GÜNEŞ SİSTEMİ ÖTESİ: GÖK CİSİMLERİ
Bulutsuz bir gecede gökyüzüne baktığımızda milyonlarca yıldız görebiliriz. Yıldız denilince ilk aklımıza gelen bayrağımızdaki yıldız olabilir. Gerçekte yıldızların küresel bir şekli vardır. Yıldızlar canlı değillerdir ama canlılar gibi doğar, büyür ve ölürler. Ömrünü tamamlamamış yıldızlar çevrelerine ısı ve ışık yaymaktadırlar. Yıldızlar sıcaklıklarına göre farklı renklerde ışık yayarlar. En sıcak yıldızlar mavi ya da beyaz, orta sıcaklıktaki yıldızlar sarı, sıcaklığı az olan yıldızlar ise kırmızı renkte ışık yayarlar. Güneş orta sıcaklıkta bir yıldız olduğu için sarı renkte görülür. Güneşten daha sıcak yıldızlarda vardır.
Şu anda bilinen en büyük yıldız UY Scuti
Yıldızların Yaşam Döngüsü Bulutsu Uzayda bulunan sıcak gaz ve toz bulutlarıdır. Uzayda ekseni etrafında dönen, gaz ve tozlardan oluşmuş tüm yıldızların doğum yeri olan gök cismine bulutsulardır. Kelebek bulutsusu, orion bulutsusu, tarantula bulutsusu, atbaşı bulutsusu bulutsulara örnektir.

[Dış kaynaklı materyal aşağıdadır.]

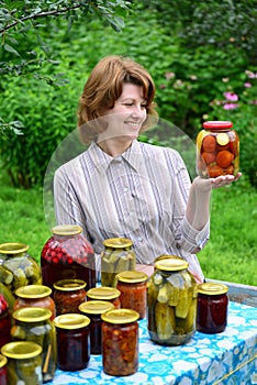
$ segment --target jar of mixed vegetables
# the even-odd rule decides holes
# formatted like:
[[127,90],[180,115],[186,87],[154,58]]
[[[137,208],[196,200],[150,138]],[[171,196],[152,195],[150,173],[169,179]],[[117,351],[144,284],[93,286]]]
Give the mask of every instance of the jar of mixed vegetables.
[[160,260],[147,284],[148,332],[154,342],[180,345],[195,332],[197,282],[188,262]]

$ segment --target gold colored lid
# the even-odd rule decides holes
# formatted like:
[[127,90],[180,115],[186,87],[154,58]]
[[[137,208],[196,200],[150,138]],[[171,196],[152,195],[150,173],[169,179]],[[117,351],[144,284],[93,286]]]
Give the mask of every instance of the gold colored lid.
[[59,224],[55,226],[51,231],[56,235],[76,235],[82,232],[82,228],[77,224]]
[[138,284],[147,280],[147,274],[137,271],[125,271],[116,275],[118,280],[124,282],[127,284]]
[[89,300],[79,305],[79,310],[88,315],[102,315],[112,309],[114,305],[105,300]]
[[7,365],[8,360],[4,355],[0,354],[0,369]]
[[109,238],[108,240],[103,241],[103,245],[105,248],[112,248],[112,249],[131,248],[132,244],[133,244],[132,240],[127,238]]
[[59,329],[80,329],[86,328],[90,323],[90,319],[87,316],[76,312],[69,312],[66,315],[57,316],[54,319],[54,324]]
[[45,308],[38,307],[24,307],[15,310],[12,317],[22,322],[41,322],[52,317],[52,311]]
[[155,263],[155,267],[160,271],[166,272],[178,272],[185,268],[188,268],[189,264],[187,261],[174,257],[172,255],[170,258],[164,258]]
[[0,254],[20,254],[29,250],[29,245],[25,243],[13,242],[13,243],[1,243]]
[[3,345],[1,353],[8,359],[24,360],[40,355],[42,353],[42,348],[37,343],[31,341],[15,341]]
[[52,294],[52,289],[44,285],[21,286],[15,290],[15,295],[20,298],[37,299],[45,298]]
[[101,315],[103,321],[109,323],[130,323],[139,318],[139,314],[131,309],[113,309]]
[[228,287],[224,284],[214,282],[205,282],[198,285],[198,293],[205,294],[209,296],[216,296],[219,294],[225,294],[228,292]]
[[92,299],[114,299],[120,297],[121,292],[115,287],[100,286],[87,292],[87,296]]
[[62,279],[54,283],[54,288],[62,292],[81,290],[87,283],[82,279]]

Bulutsuları görünen şekillerine göre bazı çeşitleri vardır.
Salma Bulutsu: Yapısındaki hidrojen elementinin verdiği salma çizgileri olan bulutsu Karanlık Bulutsu: Çok yoğun olması nedeniyle içerisinden ve arkasından hiç ışık geçirmeyen Yansıma Bulutsu: yakınlarında bulunan yıldızdan aldığı ışıkla aydınlanan Gezegenimsi Bulutsu: Dış katmanlarını uzaya saçarak merkezinde sıcak bir beyaz cüce bırakan Süpernova Kalıntıları Bulutsu: Büyük kütleli yıldızların ömürlerinin sonunda şiddetli bir süpernova patlaması sonucu katmanlarını uzaya saçtığı dağınık yapıdaki bulutsu.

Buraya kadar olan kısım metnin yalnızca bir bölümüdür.